OGH15Os88/12y12.12.2012

Der Oberste Gerichtshof hat am 12. Dezember 2012 durch den Senatspräsidenten des Obersten Gerichtshofs Dr. Danek als Vorsitzenden, den Hofrat des Obersten Gerichtshofs Mag. Lendl sowie die Hofrätinnen des Obersten Gerichtshofs Dr. Bachner-Foregger, Dr. Michel-Kwapinski und Mag. Fürnkranz als weitere Richter in Gegenwart der Richteramtsanwärterin Mag.

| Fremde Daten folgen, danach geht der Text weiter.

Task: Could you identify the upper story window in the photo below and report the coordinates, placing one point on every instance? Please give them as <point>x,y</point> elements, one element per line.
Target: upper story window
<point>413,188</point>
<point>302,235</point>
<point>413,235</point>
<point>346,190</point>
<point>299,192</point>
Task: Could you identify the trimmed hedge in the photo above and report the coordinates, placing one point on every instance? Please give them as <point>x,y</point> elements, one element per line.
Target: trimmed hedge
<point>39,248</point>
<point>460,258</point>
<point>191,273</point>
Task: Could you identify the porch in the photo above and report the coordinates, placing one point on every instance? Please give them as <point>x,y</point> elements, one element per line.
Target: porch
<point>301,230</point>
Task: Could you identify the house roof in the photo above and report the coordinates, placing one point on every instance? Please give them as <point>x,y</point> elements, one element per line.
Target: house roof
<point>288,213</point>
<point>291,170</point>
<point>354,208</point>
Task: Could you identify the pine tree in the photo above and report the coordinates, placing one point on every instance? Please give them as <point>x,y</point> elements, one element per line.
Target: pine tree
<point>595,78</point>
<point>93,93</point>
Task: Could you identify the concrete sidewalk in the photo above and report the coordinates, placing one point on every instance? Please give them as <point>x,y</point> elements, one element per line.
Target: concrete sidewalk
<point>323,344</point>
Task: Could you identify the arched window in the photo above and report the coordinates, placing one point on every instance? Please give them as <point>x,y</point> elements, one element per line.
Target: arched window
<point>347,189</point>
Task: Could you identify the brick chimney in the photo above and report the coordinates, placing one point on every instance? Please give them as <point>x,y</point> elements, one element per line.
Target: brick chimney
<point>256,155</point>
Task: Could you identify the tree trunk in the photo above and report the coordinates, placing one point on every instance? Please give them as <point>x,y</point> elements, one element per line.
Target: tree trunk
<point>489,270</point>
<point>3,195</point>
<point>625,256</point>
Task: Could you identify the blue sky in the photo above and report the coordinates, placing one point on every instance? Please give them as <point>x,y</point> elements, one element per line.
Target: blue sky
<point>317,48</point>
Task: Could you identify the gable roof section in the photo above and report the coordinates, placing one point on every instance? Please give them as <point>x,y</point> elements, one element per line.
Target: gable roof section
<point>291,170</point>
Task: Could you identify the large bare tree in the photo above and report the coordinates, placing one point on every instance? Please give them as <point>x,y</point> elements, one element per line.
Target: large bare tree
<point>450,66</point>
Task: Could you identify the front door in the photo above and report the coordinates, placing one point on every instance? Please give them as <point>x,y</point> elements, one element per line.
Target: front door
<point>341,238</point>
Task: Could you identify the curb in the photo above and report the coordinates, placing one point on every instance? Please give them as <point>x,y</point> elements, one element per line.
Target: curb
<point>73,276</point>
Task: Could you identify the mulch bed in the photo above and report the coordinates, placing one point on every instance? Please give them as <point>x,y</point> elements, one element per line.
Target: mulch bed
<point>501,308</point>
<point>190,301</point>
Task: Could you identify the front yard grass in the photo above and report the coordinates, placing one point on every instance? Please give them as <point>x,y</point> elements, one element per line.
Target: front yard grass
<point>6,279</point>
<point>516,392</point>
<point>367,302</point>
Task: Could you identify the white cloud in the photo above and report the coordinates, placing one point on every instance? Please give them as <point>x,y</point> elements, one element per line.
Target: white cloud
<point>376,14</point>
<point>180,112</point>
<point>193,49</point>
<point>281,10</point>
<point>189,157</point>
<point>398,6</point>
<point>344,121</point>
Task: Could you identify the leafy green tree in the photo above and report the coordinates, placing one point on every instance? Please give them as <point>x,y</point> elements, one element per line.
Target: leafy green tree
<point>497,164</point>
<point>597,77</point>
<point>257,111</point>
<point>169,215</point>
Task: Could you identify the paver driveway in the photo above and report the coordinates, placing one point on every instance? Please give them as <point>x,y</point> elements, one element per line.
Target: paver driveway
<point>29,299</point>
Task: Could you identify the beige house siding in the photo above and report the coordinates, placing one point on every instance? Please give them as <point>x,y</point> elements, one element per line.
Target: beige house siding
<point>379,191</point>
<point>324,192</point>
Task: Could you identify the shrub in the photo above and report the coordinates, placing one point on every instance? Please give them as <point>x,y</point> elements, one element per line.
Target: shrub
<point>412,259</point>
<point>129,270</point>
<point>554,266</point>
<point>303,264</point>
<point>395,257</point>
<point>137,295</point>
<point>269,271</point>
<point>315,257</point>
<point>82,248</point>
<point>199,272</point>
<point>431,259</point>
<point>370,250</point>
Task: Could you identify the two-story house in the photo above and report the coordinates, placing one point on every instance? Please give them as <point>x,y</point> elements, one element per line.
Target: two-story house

Krausam als Schriftführerin in der Strafsache gegen Avdija S***** wegen des Verbrechens des schweren gewerbsmäßigen Betrugs nach §§ 146, 147 Abs 3, 148 erster Fall StGB und einer weiteren strafbaren Handlung über die Nichtigkeitsbeschwerde und die Berufung des Angeklagten Avdija S***** gegen das Urteil des Landesgerichts für Strafsachen Graz als Schöffengericht vom 17. April 2012, GZ 12 Hv 24/12s-358, nach Anhörung der Generalprokuratur in nichtöffentlicher Sitzung den

Beschluss

gefasst:

 

Spruch:

Die Nichtigkeitsbeschwerde wird zurückgewiesen.

Zur Entscheidung über die Berufung werden die Akten dem Oberlandesgericht Graz zugeleitet.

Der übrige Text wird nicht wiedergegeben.